Can these maps support multiple points? If so is there a maximum (either a technical maximum or makes the user's computer go really slow maximum). I can see maps like this would be amazing on articles like World Heritage Sites or others that describe a large amount of places that all have Wikipedia articles. Here is a map of all the World Heritage Sites generated using a Wikidata query.
Topic on Talk:Wikimedia Maps/2015-2017/Conversation about interactive map use
That Wikidata query is using the wikimedia map tiles (https://maps.wikimedia.org), but I don't believe the same can be said for the points of interest. @Yurik can you confirm I'm right here?
As for the number of points, this might be a good step to test for as we move forward. A 'stress test' for interactive maps to see what the technical limits would be. If a upper ceiling could be identified, perhaps even presenting editors with some sort of notification as they approach that number in a map instance.
Looking at that Wikidata query has me thinking @Yurik, could we create a <mapframe> export from WDQS? So people could copy/paste a map like that into a wiki page?

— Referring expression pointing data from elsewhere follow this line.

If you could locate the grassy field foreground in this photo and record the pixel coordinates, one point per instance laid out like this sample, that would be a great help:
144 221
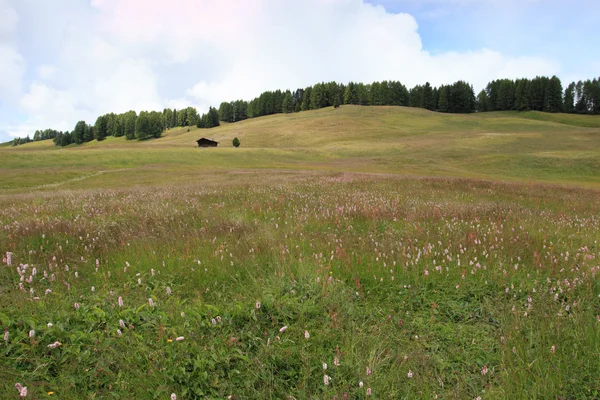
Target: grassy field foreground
378 252
311 285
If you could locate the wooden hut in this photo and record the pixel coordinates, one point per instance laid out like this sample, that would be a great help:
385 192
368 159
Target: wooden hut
204 142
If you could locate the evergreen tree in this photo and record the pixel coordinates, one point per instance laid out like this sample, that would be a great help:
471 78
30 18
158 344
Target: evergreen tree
79 132
129 120
522 95
553 96
88 136
100 128
287 105
444 101
569 98
306 99
482 101
427 99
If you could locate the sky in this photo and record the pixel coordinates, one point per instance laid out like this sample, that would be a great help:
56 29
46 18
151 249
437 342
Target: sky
62 61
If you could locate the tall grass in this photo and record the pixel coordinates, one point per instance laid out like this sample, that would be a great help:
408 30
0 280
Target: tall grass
405 288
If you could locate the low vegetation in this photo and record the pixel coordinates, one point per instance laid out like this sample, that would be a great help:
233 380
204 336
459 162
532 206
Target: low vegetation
361 252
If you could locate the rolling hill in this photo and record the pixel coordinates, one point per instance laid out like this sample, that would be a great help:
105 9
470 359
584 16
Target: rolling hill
530 146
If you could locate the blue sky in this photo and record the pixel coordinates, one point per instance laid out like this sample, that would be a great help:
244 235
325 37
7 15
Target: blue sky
66 60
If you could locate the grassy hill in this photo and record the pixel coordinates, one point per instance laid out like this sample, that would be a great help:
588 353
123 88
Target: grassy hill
527 146
337 253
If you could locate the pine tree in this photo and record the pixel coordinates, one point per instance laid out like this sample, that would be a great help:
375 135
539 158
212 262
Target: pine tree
443 101
482 101
286 105
553 96
79 132
569 98
100 128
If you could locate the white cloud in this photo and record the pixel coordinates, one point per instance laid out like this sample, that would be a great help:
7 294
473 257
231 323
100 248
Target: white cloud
118 55
12 64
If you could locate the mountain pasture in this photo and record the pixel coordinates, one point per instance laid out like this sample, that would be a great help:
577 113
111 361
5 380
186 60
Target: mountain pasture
340 253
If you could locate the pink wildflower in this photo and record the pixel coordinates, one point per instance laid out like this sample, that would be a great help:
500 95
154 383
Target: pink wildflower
22 390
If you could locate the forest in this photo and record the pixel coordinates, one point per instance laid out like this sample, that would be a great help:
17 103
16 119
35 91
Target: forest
537 94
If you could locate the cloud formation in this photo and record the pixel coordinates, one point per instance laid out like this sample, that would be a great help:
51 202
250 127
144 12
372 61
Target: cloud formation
83 60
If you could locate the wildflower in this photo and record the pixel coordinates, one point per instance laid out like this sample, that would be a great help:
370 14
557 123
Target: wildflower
22 390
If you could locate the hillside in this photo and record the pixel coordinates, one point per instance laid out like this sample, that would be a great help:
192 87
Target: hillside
395 140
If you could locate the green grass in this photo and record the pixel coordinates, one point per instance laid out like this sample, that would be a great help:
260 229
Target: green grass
418 250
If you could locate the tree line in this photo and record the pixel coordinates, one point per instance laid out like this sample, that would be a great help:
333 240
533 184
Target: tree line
538 94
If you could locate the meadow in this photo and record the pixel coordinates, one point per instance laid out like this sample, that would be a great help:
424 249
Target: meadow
378 252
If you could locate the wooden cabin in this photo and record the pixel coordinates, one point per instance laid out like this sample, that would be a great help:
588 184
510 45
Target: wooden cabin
204 142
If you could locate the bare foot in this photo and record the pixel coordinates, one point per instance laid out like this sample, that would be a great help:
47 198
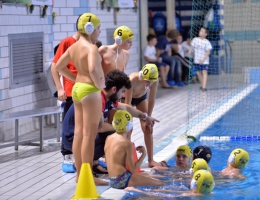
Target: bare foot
100 182
153 164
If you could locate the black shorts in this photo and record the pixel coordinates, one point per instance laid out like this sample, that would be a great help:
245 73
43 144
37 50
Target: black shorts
136 101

John_Cummings, CKoerner_(WMF), we can support many points, e.g. this page has about 10, but you can do many more by simply having a list of markers like so:
{
"type": "Feature",
"geometry": { "type":"Point", "coordinates":[37.8013, -122.3988] },
"properties": {
"title": "Exploratorium",
"marker-color": "228b22",
"marker-symbol": "museum"
}
},
...
I have been thinking how we can integrate the result of a wikidata query directly, without doing any copy/pasting, but this is still an open discussion (see phab ticket). Also, at this point we have no way to draw just the points - we only support large markers. Lastly, we need to be certain that a large number of markers is going to be useful, and not just to look at it once and go "wow", and never use it again for anything actually useful.
This is very interesting, thanks. Is there any plan to support other kinds of of systems to show many points in a way that makes them easy to understand e.g clustering or heatmaps?
I wish there was, but so far I only heard WMF is halting anything map, graphs, and interactive-related without any plans/goals/ideas for the future with regards to interactive content.